The teach-in had been promoted for a week and a half with fliers handed out and posted around campus, but campus officials require at least a two-week notice to approve an on-campus event. The event has been postponed to a later date yet to be determined, said Enrique Galan, senior Chicano/a studies and political science major, the main organizer of the event.

Galan said all but two of the required signatures were received by Friday. The two missing signatures were due to the needed individuals not being on campus when the organizers were securing signatures, he said.

On Monday, minutes before the teach-in was scheduled to begin, the last two people did not approve the event due to late planning, Galan said.

Watkins said there is a specific process for gaining use of the space in front of the Oviatt Library, and the process was not completed on time. Because of the short notice, the event was not authorized, he said.

“Now they are going to plan the event again and get more organized so it is successful,” Watkins said.

Watkins said the event has the potential to be successful with the right planning, and could attract a large turnout.

There was also confusion as to who was sponsoring the event, because the A.S. board did not approve it, Galan said.

Galan instead decided to organize the event with the help of members from other organizations, he said.

“The event was meant to educate students and encourage student activism and involvement to protect our school,” Galan said. “A lot of people on campus don’t realize how important it is. People don’t realize they’re being affected.”

Students are paying more money for their education, but are not getting anything in return, Galan said. Instead, they are getting more things taken away, he said.

“We’re paying more for less,” Galan said.

When important classes are not available because they were cut or are full, a lot of students simply dismiss it as if it were expected, when they should be doing something about it, Galan said.

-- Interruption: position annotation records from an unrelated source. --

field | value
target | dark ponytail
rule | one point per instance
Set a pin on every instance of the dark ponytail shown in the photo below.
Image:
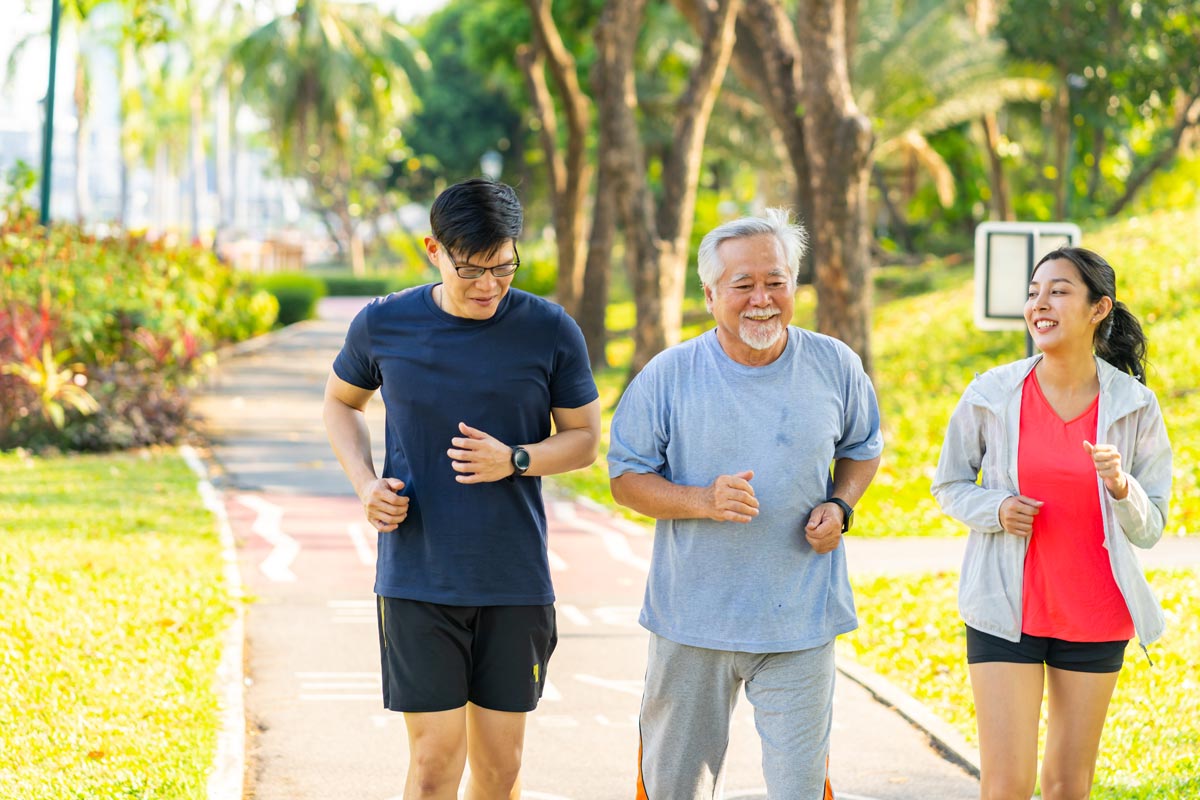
(1119, 337)
(1121, 342)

Tuition increases over the past two years have forced many students to change their college plans, possibly delaying their graduation dates, Galan said.

Many students have had to take second jobs, take time off, drop out, or go to community colleges, and people need to know this is happening, he said.

One thing the teach-in is meant to do is encourage students to write personal testimonials and hand them out to the California Assembly, Galan said.

Selene Salas, junior Chicano/a studies and liberal studies major, and A.S. Humanities II senator, also helped plan the event and said that for the past four years, she has been involved in coordinating events like this teach-in, and has never encountered these problems.

“I’ve done things one day in advance and gotten all signatures one day before, and it was all approved,” Salas said. “We’re just trying to educate. I feel it (is) a good cause.”